In the live client clinics, students are directly responsible for representation of clients. The students are licensed legal interns pursuant to the Oklahoma Supreme Court Student Practice Rules (PDF, opens in a new window).

Through the Civil Clinic, Criminal Defense Clinic, and Section 1983 Clinic, students represent clients from Cleveland and McClain counties who would not otherwise be able to afford counsel. Operating under the close supervision of faculty attorneys, the student interns face many of the same situations and practice demands that they will encounter as attorneys.

Our goal is to ensure that all students have a range of cases that allows them sufficient time to provide their clients vigorous, competent representation while gaining experience in all aspects of civil law practice. The students assume responsibility for every aspect of the case, including interviewing, investigating, negotiating, litigating motions and conducting the trial. Individualized instruction, regular meetings between supervisors and students and critical feedback are essential features of our clinics.

The interns are the primary point of contact for their clients and are responsible for the handling of the case under the guidance of supervising attorneys. Interns interview clients and witnesses, conduct factual investigations and site visits, draft and file pleadings, negotiate with opposing counsel and make court appearances.

Because the clinic is a functioning law office, students utilize a computerized case management system, similar to ones used in private firms, that allows them to document case activity. They maintain client files. They work with other interns on cases. Even casual conversation provides the students with meaningful learning opportunities.
In the first semester of enrollment in a live client clinic, students must also enroll in the three-credit-hour classroom component, Litigation Skills. Members of the clinical faculty teach the course. In this classroom component, the role of an attorney is explored as students simulate the representation of a client from the initial interview to a resolution hearing.

Through simulation exercises, students learn and practice various professional skills such as interviewing, counseling, and negotiating. The classroom exercises are recorded, giving students a chance to hone basic advocacy techniques and critique their performances. The class requires students to reflect critically upon their experiences and foster the ability to learn from experience.

Clinic students design and institute community service projects. The projects have included assisting senior citizens with the execution of health-care directives; hosting a Halloween party for clients’ children; and collecting clothes for an indigent defendants’ clothes closet.

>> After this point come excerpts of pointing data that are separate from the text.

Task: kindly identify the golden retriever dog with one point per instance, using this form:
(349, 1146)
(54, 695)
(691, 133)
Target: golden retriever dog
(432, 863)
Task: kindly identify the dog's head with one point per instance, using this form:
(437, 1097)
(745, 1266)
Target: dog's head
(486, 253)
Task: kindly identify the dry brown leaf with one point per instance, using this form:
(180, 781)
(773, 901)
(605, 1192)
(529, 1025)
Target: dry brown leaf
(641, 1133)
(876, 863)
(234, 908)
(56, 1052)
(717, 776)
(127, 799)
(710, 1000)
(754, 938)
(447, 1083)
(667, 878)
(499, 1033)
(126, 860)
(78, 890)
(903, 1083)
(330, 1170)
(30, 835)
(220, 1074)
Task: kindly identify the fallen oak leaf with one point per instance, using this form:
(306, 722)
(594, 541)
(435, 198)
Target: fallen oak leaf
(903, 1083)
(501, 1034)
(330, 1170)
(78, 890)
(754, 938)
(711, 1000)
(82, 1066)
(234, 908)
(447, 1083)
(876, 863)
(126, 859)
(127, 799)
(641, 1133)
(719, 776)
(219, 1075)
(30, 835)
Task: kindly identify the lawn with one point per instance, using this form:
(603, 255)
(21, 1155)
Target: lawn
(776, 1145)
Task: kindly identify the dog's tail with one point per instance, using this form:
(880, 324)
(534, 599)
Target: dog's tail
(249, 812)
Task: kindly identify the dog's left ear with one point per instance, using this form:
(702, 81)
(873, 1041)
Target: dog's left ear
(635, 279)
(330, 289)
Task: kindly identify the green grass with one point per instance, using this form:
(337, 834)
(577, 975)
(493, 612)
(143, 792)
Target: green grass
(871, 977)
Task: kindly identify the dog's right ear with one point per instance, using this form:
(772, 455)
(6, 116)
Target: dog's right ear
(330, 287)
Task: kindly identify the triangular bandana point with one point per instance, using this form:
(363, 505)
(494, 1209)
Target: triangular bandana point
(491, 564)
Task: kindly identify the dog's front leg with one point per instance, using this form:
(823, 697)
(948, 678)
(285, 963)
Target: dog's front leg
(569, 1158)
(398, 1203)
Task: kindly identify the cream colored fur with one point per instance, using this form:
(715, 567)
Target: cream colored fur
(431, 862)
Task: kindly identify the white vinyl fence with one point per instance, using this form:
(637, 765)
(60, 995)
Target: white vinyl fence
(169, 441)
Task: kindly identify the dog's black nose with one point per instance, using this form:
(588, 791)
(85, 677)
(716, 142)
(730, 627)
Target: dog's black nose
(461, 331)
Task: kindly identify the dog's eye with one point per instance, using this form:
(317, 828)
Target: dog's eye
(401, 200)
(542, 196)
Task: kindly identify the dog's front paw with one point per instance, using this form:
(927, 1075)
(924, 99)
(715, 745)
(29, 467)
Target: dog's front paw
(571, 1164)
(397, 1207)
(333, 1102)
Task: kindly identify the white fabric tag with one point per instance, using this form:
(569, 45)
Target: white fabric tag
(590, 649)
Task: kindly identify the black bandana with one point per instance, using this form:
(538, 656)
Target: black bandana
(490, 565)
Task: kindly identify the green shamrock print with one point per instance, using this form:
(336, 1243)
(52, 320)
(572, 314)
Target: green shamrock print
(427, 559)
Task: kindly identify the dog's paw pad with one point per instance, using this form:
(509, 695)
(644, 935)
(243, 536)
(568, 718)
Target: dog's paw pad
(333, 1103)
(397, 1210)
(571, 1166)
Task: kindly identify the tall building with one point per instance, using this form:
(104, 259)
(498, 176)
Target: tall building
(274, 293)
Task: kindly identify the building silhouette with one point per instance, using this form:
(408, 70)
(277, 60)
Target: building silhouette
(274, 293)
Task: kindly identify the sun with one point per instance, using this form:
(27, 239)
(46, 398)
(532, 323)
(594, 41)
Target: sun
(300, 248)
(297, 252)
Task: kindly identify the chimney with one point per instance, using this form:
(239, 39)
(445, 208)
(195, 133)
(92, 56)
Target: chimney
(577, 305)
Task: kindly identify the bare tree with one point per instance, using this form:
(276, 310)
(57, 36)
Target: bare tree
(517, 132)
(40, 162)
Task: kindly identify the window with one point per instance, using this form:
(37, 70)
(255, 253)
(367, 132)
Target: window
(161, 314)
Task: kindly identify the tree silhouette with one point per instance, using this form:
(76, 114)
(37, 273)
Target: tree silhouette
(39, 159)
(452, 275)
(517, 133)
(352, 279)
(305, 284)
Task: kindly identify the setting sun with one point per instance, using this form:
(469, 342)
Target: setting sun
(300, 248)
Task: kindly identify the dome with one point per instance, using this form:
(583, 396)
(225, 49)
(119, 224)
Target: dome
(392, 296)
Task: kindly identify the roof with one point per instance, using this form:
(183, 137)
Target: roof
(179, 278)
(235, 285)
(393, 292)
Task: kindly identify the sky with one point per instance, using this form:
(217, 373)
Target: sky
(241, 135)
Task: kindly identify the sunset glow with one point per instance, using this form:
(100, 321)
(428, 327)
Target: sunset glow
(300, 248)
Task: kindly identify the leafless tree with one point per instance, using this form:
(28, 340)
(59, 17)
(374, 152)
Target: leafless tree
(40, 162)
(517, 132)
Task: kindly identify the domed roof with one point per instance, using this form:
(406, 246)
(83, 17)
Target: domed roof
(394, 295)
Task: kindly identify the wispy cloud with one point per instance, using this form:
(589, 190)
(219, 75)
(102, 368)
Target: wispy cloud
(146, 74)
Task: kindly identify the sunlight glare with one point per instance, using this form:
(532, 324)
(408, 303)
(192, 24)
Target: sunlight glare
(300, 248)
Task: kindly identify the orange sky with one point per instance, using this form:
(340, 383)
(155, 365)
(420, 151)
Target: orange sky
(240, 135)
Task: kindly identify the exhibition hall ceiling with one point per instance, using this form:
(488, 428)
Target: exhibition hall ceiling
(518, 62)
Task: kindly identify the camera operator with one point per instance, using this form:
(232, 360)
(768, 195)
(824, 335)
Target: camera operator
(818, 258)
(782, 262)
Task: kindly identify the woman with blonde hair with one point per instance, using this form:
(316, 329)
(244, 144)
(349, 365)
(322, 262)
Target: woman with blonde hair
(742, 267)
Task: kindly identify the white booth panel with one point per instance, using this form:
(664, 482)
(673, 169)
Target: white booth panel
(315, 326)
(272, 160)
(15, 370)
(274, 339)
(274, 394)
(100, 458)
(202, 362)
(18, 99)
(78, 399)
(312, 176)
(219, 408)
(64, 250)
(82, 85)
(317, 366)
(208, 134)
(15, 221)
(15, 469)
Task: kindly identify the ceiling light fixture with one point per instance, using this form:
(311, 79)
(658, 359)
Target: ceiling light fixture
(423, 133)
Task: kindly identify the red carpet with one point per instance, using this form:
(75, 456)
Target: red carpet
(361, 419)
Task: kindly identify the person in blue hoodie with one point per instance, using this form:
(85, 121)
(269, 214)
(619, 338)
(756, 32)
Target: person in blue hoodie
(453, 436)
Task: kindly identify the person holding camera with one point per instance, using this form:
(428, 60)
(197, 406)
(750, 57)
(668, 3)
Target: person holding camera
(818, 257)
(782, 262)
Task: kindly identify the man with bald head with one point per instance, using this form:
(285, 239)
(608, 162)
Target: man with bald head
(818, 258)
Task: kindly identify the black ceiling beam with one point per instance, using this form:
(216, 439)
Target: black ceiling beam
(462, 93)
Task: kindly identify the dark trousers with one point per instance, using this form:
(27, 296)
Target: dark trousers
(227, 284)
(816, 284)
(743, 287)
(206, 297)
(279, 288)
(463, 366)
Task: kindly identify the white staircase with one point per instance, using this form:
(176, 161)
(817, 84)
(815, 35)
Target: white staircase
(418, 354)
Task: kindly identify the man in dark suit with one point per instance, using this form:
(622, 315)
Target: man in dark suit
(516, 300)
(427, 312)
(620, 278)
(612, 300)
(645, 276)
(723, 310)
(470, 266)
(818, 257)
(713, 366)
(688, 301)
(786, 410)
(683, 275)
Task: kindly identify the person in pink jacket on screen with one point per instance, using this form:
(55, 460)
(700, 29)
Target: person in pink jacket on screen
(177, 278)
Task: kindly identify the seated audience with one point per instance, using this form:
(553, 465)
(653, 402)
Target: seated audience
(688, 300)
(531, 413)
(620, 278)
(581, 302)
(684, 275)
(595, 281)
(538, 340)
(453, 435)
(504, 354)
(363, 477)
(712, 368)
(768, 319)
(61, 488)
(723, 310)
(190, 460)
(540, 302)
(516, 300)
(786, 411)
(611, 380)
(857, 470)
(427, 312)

Clinic students also have the opportunity to attend a dinner with Cleveland and McClain County judges giving them the unique opportunity to visit with sittings judges in a relaxed and informal setting.

Student comment:

“As a former criminal and civil clinic student, I enjoyed working with real clients who had real legal problems. I developed certain skills, such as the ability to listen to my clients and understand their unique legal and personal concerns and how to manage my caseloads. Although I was nervous every time I was in the courtroom in front of a judge, having my supervising attorney at my side each time gave me the confidence I needed to advocate for my client. I've made some mistakes (ok, many mistakes), both in and out of the court room, but I have learned from those mistakes. Thankfully, my mistakes did not negatively impact my clients (thanks to my supervising attorneys!). Now that I have graduated and am about to take the Oklahoma bar, I know that I have the skills, experience and confidence I need to embark into the legal profession.”